Manifestation des "gilets jaunes" contre les violences policières : "Je vais porter plainte", annonce le syndicaliste lycéen blessé samedi à Paris

Louis Boyard préside l'Union nationale des lycéens. Il dit avoir été atteint au pied par un tir de flash-ball.

Des \"gilets jaunes\" rassemblés place de la République, à Paris, le 2 février 2019, pour protester contre les violences policières lors des manifestations.
Des "gilets jaunes" rassemblés place de la République, à Paris, le 2 février 2019, pour protester contre les violences policières lors des manifestations. (VALENTINE ZELER / HANS LUCAS/AFP)

Louis Boyard a été blessé, samedi 2 février, à Paris, lors de la manifestation des "gilets jaunes" contre les violences policières. "Je me suis bien pris un tir de LBD [lanceur de balles de défense, plus connu sous l'appelation de flash-ball] au pied. Tout le pied semble cassé, la peau réagit très mal", a raconté sur Twitter le président de l'Union nationale des lycéens (UNL). Et de préciser : "L'ambulance m'emmène à l'hôpital, je vais bien." Dimanche " février, il a expliqué à franceinfo qu'il comptait porter plainte.

Franceinfo : Dans quelles circonstances avez-vous été blessé ?

Louis Boyard : J'étais place de la République à Paris samedi à la manifestation en soutien aux blessés des violences policières. Je me trouvais à 10 m à peu près des policiers, mais j'ai été visé sans que je comprenne pourquoi alors que je n'étais pas dans un groupe. J'étais seul, en tant que représentant syndical lycéen, sans gilet jaune, et je manifestais pacifiquement. 
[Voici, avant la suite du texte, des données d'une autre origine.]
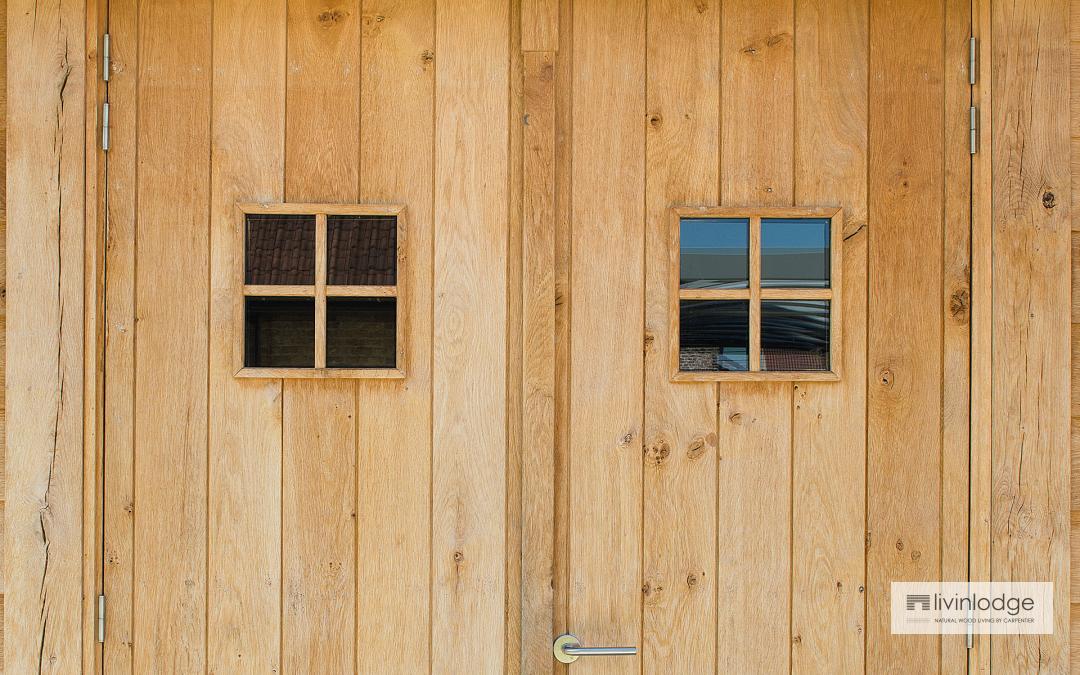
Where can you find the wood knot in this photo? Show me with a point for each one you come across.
(657, 453)
(959, 304)
(329, 17)
(696, 448)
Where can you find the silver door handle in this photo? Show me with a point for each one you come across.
(567, 649)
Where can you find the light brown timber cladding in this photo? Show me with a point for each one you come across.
(471, 227)
(396, 159)
(44, 189)
(682, 165)
(538, 363)
(828, 433)
(319, 444)
(754, 428)
(171, 365)
(1030, 348)
(244, 632)
(904, 365)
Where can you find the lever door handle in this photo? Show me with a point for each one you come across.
(567, 649)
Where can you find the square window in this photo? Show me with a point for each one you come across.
(320, 292)
(714, 335)
(362, 251)
(361, 333)
(714, 253)
(795, 253)
(280, 250)
(795, 335)
(279, 333)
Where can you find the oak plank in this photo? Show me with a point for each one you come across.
(680, 451)
(172, 298)
(396, 164)
(1030, 351)
(45, 170)
(756, 167)
(119, 442)
(904, 399)
(538, 363)
(244, 630)
(319, 417)
(606, 410)
(469, 415)
(828, 433)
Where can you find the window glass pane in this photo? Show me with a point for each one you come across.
(795, 335)
(714, 335)
(280, 250)
(713, 253)
(280, 333)
(795, 253)
(362, 251)
(361, 333)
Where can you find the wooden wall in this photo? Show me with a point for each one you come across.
(692, 137)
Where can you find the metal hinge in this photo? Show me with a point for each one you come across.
(106, 62)
(972, 61)
(100, 618)
(973, 125)
(105, 126)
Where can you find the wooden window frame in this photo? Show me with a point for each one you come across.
(754, 294)
(320, 291)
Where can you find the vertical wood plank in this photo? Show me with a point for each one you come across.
(470, 432)
(904, 377)
(540, 25)
(1031, 242)
(754, 429)
(319, 418)
(244, 482)
(956, 305)
(752, 532)
(828, 426)
(396, 164)
(172, 333)
(606, 390)
(683, 165)
(538, 363)
(44, 188)
(119, 442)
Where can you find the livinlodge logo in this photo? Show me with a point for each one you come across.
(996, 607)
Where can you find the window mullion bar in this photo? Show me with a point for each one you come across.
(321, 291)
(755, 293)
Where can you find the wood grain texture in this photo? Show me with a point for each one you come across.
(754, 432)
(538, 363)
(469, 470)
(119, 416)
(45, 171)
(828, 432)
(754, 551)
(904, 366)
(679, 487)
(319, 417)
(396, 163)
(1031, 250)
(606, 387)
(244, 630)
(956, 310)
(171, 365)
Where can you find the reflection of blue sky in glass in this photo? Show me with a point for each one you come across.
(795, 253)
(714, 253)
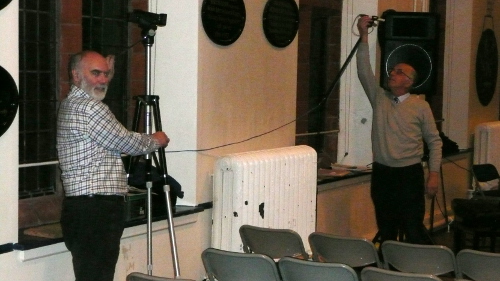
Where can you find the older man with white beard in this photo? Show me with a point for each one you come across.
(89, 142)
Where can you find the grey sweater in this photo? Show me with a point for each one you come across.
(398, 130)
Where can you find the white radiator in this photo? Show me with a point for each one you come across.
(487, 147)
(273, 188)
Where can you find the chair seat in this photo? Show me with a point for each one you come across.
(477, 216)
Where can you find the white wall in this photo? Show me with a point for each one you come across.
(9, 140)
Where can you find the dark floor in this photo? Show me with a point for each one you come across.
(445, 236)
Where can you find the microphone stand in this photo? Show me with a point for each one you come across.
(152, 110)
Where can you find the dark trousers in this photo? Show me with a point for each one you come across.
(398, 195)
(92, 228)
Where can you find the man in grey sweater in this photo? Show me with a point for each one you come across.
(401, 124)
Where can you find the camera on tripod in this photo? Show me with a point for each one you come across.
(147, 20)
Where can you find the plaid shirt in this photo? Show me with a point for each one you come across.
(90, 141)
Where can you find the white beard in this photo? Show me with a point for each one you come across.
(97, 93)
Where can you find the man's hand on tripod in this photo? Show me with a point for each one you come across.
(161, 138)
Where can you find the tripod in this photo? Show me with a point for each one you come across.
(149, 104)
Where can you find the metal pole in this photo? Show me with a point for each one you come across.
(153, 113)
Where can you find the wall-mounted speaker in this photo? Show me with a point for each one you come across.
(412, 38)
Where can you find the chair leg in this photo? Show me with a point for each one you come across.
(458, 237)
(493, 242)
(475, 243)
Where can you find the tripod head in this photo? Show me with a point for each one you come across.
(149, 22)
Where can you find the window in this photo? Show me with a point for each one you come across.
(38, 98)
(318, 63)
(105, 29)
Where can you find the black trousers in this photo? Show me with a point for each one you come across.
(92, 228)
(398, 195)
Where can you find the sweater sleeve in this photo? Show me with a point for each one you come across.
(433, 140)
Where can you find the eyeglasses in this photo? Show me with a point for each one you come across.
(399, 71)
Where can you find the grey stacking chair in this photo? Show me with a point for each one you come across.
(223, 265)
(293, 269)
(424, 259)
(380, 274)
(275, 243)
(137, 276)
(479, 265)
(354, 251)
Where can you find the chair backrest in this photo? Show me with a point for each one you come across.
(353, 251)
(380, 274)
(137, 276)
(415, 258)
(223, 265)
(293, 269)
(485, 172)
(478, 265)
(276, 243)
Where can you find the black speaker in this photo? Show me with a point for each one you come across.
(412, 38)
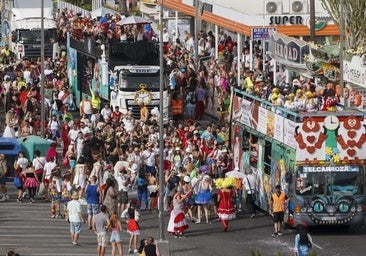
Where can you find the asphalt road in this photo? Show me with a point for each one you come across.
(29, 230)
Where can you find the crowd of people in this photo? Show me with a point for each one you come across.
(106, 153)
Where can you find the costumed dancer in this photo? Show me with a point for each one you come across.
(132, 217)
(177, 221)
(225, 195)
(66, 192)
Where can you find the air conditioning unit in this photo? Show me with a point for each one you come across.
(273, 7)
(299, 6)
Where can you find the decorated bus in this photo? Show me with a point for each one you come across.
(318, 158)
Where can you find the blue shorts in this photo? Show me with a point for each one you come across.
(75, 227)
(115, 237)
(93, 209)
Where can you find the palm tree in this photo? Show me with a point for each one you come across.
(354, 15)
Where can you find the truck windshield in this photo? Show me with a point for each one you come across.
(34, 36)
(132, 82)
(330, 181)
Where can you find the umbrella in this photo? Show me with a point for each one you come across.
(100, 12)
(131, 20)
(235, 174)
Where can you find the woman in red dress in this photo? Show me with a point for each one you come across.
(226, 210)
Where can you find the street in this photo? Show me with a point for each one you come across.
(29, 230)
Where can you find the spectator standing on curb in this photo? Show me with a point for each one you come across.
(116, 227)
(225, 195)
(177, 221)
(75, 218)
(132, 217)
(277, 208)
(92, 199)
(100, 225)
(249, 184)
(3, 172)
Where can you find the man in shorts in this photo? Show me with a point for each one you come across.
(100, 224)
(3, 171)
(75, 218)
(277, 207)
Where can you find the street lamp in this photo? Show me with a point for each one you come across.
(163, 244)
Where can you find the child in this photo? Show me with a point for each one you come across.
(18, 183)
(132, 217)
(55, 192)
(66, 192)
(116, 228)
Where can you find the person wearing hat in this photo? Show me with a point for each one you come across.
(250, 187)
(177, 221)
(277, 208)
(3, 171)
(74, 217)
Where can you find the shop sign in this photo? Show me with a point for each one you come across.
(355, 71)
(285, 20)
(262, 33)
(288, 49)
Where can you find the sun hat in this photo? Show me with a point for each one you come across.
(187, 179)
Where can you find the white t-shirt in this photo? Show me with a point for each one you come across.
(48, 167)
(74, 208)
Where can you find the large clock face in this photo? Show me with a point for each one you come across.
(331, 122)
(143, 97)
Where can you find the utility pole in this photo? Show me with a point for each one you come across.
(43, 115)
(312, 20)
(163, 244)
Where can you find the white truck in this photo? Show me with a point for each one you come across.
(21, 28)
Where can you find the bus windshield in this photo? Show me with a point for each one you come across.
(132, 81)
(329, 180)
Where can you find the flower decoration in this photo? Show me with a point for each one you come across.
(332, 155)
(225, 182)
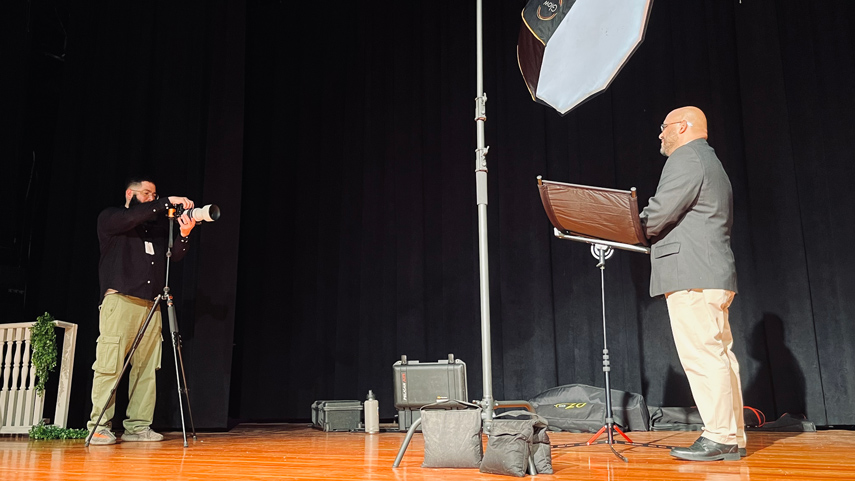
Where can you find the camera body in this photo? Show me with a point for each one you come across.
(208, 213)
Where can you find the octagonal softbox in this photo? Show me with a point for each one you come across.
(571, 50)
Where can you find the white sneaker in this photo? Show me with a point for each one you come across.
(146, 435)
(103, 436)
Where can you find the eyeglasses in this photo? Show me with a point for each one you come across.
(662, 127)
(147, 193)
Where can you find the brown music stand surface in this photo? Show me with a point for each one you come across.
(596, 213)
(604, 218)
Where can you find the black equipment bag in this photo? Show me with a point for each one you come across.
(582, 408)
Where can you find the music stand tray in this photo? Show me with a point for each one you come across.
(606, 219)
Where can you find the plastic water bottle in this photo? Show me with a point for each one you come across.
(372, 414)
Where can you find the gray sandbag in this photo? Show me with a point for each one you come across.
(452, 436)
(517, 438)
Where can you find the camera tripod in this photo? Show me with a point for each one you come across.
(180, 377)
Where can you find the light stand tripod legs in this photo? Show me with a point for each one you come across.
(180, 377)
(128, 358)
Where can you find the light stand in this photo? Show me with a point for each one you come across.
(176, 346)
(488, 404)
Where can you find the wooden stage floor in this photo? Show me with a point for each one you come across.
(295, 451)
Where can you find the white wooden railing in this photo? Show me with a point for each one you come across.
(20, 406)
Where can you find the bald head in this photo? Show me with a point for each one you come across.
(682, 126)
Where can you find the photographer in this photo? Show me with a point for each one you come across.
(133, 241)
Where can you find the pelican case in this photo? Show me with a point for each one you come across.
(418, 384)
(336, 415)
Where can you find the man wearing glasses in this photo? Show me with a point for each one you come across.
(132, 270)
(689, 221)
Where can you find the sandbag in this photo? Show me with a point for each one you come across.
(582, 408)
(516, 440)
(452, 436)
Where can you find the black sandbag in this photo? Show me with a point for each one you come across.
(582, 408)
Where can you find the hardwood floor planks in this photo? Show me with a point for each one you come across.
(295, 451)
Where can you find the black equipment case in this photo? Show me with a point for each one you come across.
(336, 415)
(418, 384)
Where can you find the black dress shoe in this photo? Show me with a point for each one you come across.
(707, 450)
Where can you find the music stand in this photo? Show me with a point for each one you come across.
(607, 219)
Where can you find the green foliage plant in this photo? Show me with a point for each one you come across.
(43, 432)
(43, 343)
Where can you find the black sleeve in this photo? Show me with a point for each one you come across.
(115, 220)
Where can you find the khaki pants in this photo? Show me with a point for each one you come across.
(120, 320)
(699, 321)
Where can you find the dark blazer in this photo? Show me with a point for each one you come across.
(688, 221)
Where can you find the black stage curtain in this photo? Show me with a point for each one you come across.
(349, 233)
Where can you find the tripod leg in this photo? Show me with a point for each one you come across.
(176, 351)
(128, 358)
(406, 442)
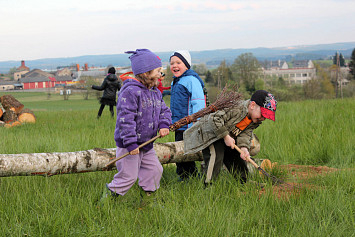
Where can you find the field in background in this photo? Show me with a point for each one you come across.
(318, 133)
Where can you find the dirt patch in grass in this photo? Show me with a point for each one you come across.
(298, 180)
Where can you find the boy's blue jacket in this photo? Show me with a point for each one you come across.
(187, 96)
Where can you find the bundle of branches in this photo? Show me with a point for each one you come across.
(14, 113)
(226, 99)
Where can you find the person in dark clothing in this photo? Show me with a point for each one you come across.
(110, 86)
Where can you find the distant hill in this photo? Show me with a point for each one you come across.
(210, 57)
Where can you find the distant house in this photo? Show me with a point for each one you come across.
(301, 72)
(38, 79)
(303, 64)
(279, 64)
(21, 70)
(7, 85)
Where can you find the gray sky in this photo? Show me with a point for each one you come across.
(34, 29)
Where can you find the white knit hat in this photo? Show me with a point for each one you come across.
(185, 57)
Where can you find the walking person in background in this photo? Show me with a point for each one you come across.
(187, 97)
(164, 90)
(110, 86)
(141, 113)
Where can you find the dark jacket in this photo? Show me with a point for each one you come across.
(110, 86)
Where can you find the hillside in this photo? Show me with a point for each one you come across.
(209, 57)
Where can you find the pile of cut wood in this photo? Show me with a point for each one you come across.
(13, 113)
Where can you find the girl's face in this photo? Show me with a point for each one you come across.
(255, 113)
(177, 67)
(153, 76)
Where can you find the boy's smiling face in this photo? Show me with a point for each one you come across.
(177, 67)
(254, 113)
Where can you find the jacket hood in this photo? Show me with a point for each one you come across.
(127, 75)
(191, 72)
(112, 77)
(132, 82)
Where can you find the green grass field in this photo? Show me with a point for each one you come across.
(317, 133)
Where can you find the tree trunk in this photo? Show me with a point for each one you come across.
(10, 103)
(9, 116)
(81, 161)
(26, 116)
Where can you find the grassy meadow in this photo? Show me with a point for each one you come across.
(317, 133)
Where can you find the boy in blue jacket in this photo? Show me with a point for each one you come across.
(187, 97)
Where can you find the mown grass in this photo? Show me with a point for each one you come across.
(310, 132)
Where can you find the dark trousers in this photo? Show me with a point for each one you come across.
(102, 108)
(229, 157)
(184, 169)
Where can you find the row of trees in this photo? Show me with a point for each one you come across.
(246, 72)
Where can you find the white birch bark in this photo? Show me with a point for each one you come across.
(81, 161)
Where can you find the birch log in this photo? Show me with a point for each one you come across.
(81, 161)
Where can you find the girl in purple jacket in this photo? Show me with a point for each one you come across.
(141, 113)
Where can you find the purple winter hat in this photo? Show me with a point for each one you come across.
(143, 60)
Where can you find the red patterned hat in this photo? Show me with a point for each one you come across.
(267, 103)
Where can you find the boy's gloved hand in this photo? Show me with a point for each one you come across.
(163, 132)
(229, 141)
(245, 153)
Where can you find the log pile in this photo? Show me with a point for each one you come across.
(12, 112)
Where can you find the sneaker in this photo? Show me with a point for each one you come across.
(257, 184)
(108, 193)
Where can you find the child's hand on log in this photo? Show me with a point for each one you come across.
(229, 141)
(163, 132)
(134, 152)
(244, 154)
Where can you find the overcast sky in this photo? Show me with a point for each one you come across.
(34, 29)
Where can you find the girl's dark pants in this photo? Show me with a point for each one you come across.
(230, 158)
(185, 169)
(102, 108)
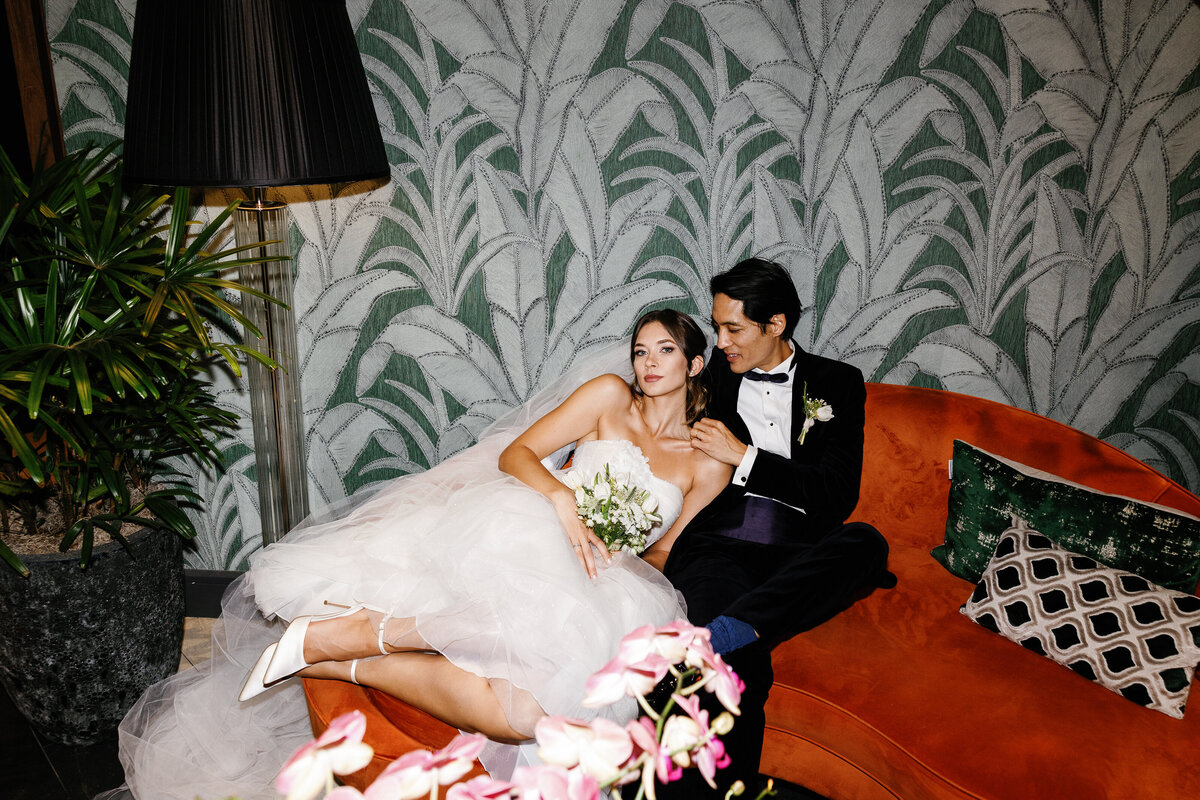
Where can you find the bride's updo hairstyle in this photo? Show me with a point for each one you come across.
(687, 334)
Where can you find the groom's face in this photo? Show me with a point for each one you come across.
(743, 341)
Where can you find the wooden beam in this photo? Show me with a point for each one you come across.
(35, 79)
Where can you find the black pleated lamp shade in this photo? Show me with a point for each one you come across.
(249, 94)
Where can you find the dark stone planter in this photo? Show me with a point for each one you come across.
(78, 647)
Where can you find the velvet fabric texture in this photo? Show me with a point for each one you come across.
(987, 492)
(1110, 626)
(901, 696)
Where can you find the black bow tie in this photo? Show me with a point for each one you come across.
(769, 377)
Il y a eu un mouvement de foule et j'ai ressenti une douleur au pied, dû, je pense, à un tir de LBD, puis des évanouissements, des vomissements. J'ai été très vite pris en charge par les les pompiers qui m'ont dit "vous avez probablement une fracture". Je suis arrivé vers 19 heures à l'hôpital Saint-Antoine aux urgences.

Comment ça s'est passé, aux urgences et depuis ?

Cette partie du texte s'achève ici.